Still, the appeal is obvious. If reproducible circRNA signatures can help detect cancer earlier or predict whether immunotherapy will work, clinicians could make sharper decisions with less guesswork.

Could We Turn the Circle Into a Weapon?

Here is the plot twist with actual therapeutic swagger: circRNAs might not only be targets. They might become tools.

Engineered circRNAs can be designed to encode tumor antigens or immune-modulating proteins. Since circRNAs are stable, they may keep producing an immune-stimulating signal longer than ordinary linear RNA. In a 2022 Theranostics study, researchers built circRNA lipid nanoparticle vaccines that produced durable antigen expression and triggered antitumor immune responses in mouse tumor models [5]. Mice are not humans, and oncology has a long history of “worked in mice” becoming “awkward silence in clinic,” but the concept is genuinely intriguing.

If future studies can solve delivery, safety, dosing, manufacturing, and tumor-specific targeting, circRNA-based therapies could join the broader RNA medicine toolbox. Not magic. Not a cure-all. More like a clever new courier with unusually durable shoes.

The Circle Closes, Naturally

Jiang, Peng, and Yang’s review does not claim that circRNAs explain everything in tumor immunology.

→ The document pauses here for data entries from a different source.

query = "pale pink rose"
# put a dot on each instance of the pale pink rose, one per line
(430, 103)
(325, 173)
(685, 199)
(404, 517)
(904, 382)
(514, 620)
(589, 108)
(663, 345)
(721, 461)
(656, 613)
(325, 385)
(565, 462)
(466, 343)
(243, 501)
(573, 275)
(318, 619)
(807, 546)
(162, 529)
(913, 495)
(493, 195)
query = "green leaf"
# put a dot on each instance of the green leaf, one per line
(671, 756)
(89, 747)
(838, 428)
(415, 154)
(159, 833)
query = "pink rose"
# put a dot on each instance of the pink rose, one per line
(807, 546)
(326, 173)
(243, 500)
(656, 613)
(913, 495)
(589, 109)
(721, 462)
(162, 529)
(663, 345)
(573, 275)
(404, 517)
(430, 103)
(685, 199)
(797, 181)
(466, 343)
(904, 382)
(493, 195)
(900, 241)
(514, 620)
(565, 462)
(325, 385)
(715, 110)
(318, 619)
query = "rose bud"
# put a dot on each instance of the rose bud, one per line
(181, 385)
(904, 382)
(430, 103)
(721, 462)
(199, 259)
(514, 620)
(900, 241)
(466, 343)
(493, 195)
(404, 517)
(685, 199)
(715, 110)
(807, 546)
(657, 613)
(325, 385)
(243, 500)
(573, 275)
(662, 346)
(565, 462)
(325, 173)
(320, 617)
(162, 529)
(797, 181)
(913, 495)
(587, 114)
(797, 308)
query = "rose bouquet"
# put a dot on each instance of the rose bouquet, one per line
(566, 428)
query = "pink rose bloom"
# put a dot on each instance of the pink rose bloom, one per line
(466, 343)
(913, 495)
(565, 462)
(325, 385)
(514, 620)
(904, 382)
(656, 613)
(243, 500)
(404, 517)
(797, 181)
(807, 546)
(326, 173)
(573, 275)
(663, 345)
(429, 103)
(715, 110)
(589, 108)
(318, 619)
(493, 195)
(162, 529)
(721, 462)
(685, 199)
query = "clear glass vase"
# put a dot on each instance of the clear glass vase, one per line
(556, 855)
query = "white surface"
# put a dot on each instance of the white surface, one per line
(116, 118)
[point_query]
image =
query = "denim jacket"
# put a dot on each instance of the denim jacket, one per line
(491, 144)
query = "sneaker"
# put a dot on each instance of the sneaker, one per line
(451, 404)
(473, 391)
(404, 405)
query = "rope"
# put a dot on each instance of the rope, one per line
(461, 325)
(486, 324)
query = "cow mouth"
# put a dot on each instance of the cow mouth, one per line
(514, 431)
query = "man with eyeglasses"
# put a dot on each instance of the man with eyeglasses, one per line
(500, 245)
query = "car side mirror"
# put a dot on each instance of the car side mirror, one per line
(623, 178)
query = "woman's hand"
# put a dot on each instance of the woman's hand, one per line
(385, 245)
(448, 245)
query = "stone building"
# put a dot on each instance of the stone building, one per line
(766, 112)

Good. Biology punishes overconfidence with grant revisions.

What it does show is that these circular molecules sit at a crossroads between cancer cell behavior, immune escape, biomarker discovery, and future therapeutic engineering. They are small, stable, versatile, and annoyingly good at making us redraw our maps.

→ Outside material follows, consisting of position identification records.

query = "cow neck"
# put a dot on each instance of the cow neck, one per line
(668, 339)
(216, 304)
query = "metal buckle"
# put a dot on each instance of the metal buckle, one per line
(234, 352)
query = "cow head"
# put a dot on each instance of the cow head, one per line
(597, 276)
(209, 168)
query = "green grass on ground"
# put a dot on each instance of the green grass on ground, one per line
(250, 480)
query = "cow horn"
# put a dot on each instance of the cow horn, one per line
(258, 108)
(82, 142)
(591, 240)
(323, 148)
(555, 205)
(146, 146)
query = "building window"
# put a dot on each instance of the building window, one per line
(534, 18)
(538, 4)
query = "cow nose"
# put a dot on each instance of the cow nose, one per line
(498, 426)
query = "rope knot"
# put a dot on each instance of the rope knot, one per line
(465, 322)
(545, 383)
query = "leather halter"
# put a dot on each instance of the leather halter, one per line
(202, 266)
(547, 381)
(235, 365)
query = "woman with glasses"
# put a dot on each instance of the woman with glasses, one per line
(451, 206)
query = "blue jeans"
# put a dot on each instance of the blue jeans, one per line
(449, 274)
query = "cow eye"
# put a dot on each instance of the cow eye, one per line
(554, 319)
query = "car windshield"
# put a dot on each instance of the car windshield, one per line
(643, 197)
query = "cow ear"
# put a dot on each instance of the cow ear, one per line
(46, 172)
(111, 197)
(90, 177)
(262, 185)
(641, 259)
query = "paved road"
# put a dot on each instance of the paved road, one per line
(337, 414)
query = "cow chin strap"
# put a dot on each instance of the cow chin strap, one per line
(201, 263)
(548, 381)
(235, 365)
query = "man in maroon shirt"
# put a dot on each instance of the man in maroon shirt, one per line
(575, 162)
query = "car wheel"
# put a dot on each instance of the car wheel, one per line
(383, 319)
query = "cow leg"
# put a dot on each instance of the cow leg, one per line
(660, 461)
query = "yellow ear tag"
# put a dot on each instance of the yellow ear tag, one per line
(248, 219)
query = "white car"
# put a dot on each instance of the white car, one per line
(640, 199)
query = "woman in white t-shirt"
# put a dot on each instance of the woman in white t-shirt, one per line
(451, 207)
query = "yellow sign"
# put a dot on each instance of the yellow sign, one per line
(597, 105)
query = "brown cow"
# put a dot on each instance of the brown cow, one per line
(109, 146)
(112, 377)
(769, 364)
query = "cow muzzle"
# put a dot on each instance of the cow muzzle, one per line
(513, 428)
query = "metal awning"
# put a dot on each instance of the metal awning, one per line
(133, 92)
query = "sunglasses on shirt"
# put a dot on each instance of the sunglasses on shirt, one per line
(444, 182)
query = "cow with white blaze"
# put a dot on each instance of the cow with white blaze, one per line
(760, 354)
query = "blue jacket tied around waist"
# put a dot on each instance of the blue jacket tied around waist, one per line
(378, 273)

Nietzsche wrote of eternal recurrence. Cancer biologists, apparently, got circular RNA. One is a philosophical challenge. The other may someday help us catch tumors earlier, understand immune resistance better, and design treatments that make the tumor neighborhood less hospitable to cellular rebellion.

References

  1. Jiang Z, Peng Y, Yang X. Circular RNAs in tumor biology and immunology: molecular mechanisms and therapeutic implications. Molecular Cancer. 2026. https://doi.org/10.1186/s12943-026-02708-4

  2. Conn VM, Chinnaiyan AM, Conn SJ. Circular RNA in cancer. Nature Reviews Cancer. 2024;24(9):597-613. https://doi.org/10.1038/s41568-024-00721-7

  3. Guan L, Hao Q, Shi F, et al. Regulation of the tumor immune microenvironment by cancer-derived circular RNAs. Cell Death & Disease. 2023;14:132. https://doi.org/10.1038/s41419-023-05647-w

  4. Ma Y, Wang T, Zhang X, et al. The role of circular RNAs in regulating resistance to cancer immunotherapy: mechanisms and implications. Cell Death & Disease. 2024;15:312. PMCID: PMC11066075. https://doi.org/10.1038/s41419-024-06698-3

  5. Li H, Peng K, Yang K, et al. Circular RNA cancer vaccines drive immunity in hard-to-treat malignancies. Theranostics. 2022;12(14):6422-6436. https://doi.org/10.7150/thno.77350

Disclaimer: The image accompanying this article is for illustrative purposes only and does not depict actual experimental results, data, or biological mechanisms.